If the measurement is an irreversible process then the probability of
the resultant state is towards the initial quantum state it was in,
that is, if the resultant state is $1$ with a probability of, say,
$63\%$, that means that is has a $63\%$ probability that the initial
state was $|\psi \rangle= |1\rangle$.
This is a fundamental misinterpretation. If the resultant state after measurement is $|1\rangle$ with $63\%$ probability, then it simply means that the initial quantum state was of the form $\sqrt{0.27}e^{i\theta}|0\rangle + \sqrt{0.63}e^{i\phi}|1\rangle$ where $\theta,\phi\in \Bbb R$ (of course, assuming we measured in the $\{|0\rangle, |1\rangle\}$ basis). This initial quantum state collapses to the state $|1\rangle$ with $63\%$ probability! Don't think of it as "if the resultant state is $|1\rangle$ with $63\%$ probability it means that the initial quantum state was $|1\rangle$ with $63\%$ probability." That's wrong. Qubits can totally exist in a linear superposition of $|0\rangle$ and $|1\rangle$ and do not necessarily need to be either one of them i.e. either $|0\rangle$ or $|1\rangle$. A superposition is a perfectly valid state of existence for a qubit! It also does not make sense to say: it's both $|0\rangle$ and $|1\rangle$ at the same time. Quantum mechanics is a mathematical model of reality and it does not need to match with your classical intuitions and need not be describable with the limited English vocabulary we apply for classical objects. We need to extend our vocabulary to describe qubits and that's where mathematics helps us. The word "superposition" is a mathematical term in this context.
However, after it has collapsed to a bit, then, there is no
probability associated with it, it certainly is $1$ for all future
measurements, it shouldn't be a probabilistic bit.
I believe the word in the term that's confusing you is "converts". I'd say don't overthink this. They simply mean that on measurement of a qubit in the state $a|0\rangle + b|1\rangle$ there $|a|^2$ probability of getting $|0\rangle$ and $|b|^2$ probability of getting $|1\rangle$. The term "probabilitic bit" here is simply an abstraction. They mean that upon measurement you can imagine your qubit to be a "bit" with a value of either 0 or 1. That is, it has the value 0 with probability $|a|^2$ and value 1 with probability $|b|^2$. But this is assuming they don't know the measurement result yet. They're simply mathematically modelling the measured qubit as a probabilitic bit without the knowledge of the result of the measurement. Of course, if you know the result of the measurement it's going to be either 0 or 1 with $100\%$ probability.
In the circuit below, what is the need of registering the state of the
qubit in a classical bit if it has collapsed irreversibly into that
same state?

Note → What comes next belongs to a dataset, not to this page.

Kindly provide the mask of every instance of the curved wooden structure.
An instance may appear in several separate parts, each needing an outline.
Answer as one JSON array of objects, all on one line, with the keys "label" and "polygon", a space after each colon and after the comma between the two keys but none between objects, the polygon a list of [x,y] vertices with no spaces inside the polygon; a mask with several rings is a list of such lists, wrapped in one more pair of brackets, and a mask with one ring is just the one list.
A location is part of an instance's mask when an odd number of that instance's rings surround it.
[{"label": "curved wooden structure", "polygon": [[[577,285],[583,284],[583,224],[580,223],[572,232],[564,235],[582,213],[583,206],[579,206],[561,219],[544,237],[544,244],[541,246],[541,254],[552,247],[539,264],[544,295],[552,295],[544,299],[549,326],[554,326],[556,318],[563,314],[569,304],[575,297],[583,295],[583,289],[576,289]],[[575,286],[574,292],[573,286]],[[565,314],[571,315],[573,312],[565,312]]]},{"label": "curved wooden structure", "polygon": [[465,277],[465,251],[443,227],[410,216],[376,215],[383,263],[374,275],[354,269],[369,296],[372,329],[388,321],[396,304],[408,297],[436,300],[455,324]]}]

Does it only make sense to do so when it is the end of the
circuit?
This is already answered in Why do we need a Classical Register for carrying out Quantum Computations?
The results of the measurements are basically classical information i.e. 0 or 1 if you're measuring in the $\{|0\rangle, |1\rangle\}$ basis. Remember that in reality you're measuring things like electron spin. You need to store that classical information somewhere for future use, and that is what copying the results of the measurement to the classical bits achieves. And yes, in the gate model it's generally done after the measurements (which is usually the final step of a quantum algorithm).